Table 2: ActivityNet Captions test captioning metrics with different downstream VLMs and frame budgets. PEEK uses the same ActivityNet-trained checkpoint for all downstream VLMs. Oracle scores frames against the ground-truth caption.

Table 2 reports the results on ActivityNet Captions. The results show that PEEK is the strongest query-free selector on this benchmark, obtaining the best CIDEr in 14 out of 16 model/budget settings. The gains are most pronounced at k=1, where PEEK improves over the strongest query-free baseline by +1.74 CIDEr points for SmolVLM2-2.2B, +2.34 for Qwen2.5-VL-3B, +2.18 for Qwen3.5-4B, and +3.00 for Qwen2.5-VL-7B. The same conclusion holds at k=2, where PEEK is again best for all four VLMs, with gains ranging from+0.61 to +1.75 CIDEr points.

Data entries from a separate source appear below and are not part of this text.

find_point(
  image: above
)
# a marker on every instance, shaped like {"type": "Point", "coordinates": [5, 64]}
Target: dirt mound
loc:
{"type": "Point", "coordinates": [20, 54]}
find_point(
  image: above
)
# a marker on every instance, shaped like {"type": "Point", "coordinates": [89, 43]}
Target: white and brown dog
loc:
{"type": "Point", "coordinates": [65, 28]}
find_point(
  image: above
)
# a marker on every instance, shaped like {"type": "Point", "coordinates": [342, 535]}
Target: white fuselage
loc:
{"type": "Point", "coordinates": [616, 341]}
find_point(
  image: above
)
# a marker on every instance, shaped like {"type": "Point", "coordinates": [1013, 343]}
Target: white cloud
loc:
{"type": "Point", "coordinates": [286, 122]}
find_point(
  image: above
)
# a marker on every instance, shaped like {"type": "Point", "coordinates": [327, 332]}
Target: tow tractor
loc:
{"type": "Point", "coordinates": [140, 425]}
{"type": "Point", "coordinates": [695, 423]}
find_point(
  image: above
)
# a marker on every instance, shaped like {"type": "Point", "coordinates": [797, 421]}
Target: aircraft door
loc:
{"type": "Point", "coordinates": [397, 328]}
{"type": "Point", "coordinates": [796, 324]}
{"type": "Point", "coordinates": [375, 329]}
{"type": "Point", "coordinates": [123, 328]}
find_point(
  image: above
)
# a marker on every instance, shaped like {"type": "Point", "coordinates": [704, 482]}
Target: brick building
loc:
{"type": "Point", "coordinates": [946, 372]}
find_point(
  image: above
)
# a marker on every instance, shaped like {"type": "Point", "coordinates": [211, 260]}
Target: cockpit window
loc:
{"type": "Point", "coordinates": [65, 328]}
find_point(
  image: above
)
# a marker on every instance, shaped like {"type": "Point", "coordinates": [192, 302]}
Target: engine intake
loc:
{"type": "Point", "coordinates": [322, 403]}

Compared with the adaptive baselines, PEEK is consistently stronger in the low-budget regime.

Zero-shot Transfer on MSR-VTT

VLM Selector CIDEr
k=1 2 4 8
SmolVLM2-2.2B Oracle 48.33 49.35 48.99 33.99
Uniform 42.15 43.87 46.76 31.42
Random 41.77 44.53 46.18 32.52
CSTA 39.99 43.47 45.49 32.99
MaxInfo 34.36 43.01 44.96 31.49
PEEK (ours) 44.83 46.28 46.67 33.71
Qwen2.5-VL-3B Oracle 33.67 38.10 42.45 44.75
Uniform 29.18 34.57 40.79 42.68
Random 28.34 35.04 39.42 43.37
CSTA 28.20 34.19 40.34 43.09
MaxInfo 21.82 33.76 39.56 43.18
PEEK (ours) 30.64 34.85 40.36 42.94
Qwen3.5-4B Oracle 38.80 36.67 35.62 34.26
Uniform 32.63 33.32 33.62 32.77
Random 32.21 32.75 33.84 32.88
CSTA 31.23 32.65 33.63 32.79
MaxInfo 26.10 33.30 33.90 33.03
PEEK (ours) 34.89 33.92 33.84 32.89
Qwen2.5-VL-7B Oracle 36.63 52.42 53.46 47.08
Uniform 31.08 48.57 51.42 45.04
Random 31.91 47.13 48.95 42.10
CSTA 31.54 46.85 49.12 41.71
MaxInfo 25.60 46.53 49.01 42.30
PEEK (ours) 33.16 48.69 50.99 45.29

Table 3: Zero-shot MSR-VTT test captioning metrics with different downstream VLMs and frame budgets. PEEK uses the same query-free ActivityNet-trained selector for all downstream VLMs. Oracle scores frames against the ground-truth caption.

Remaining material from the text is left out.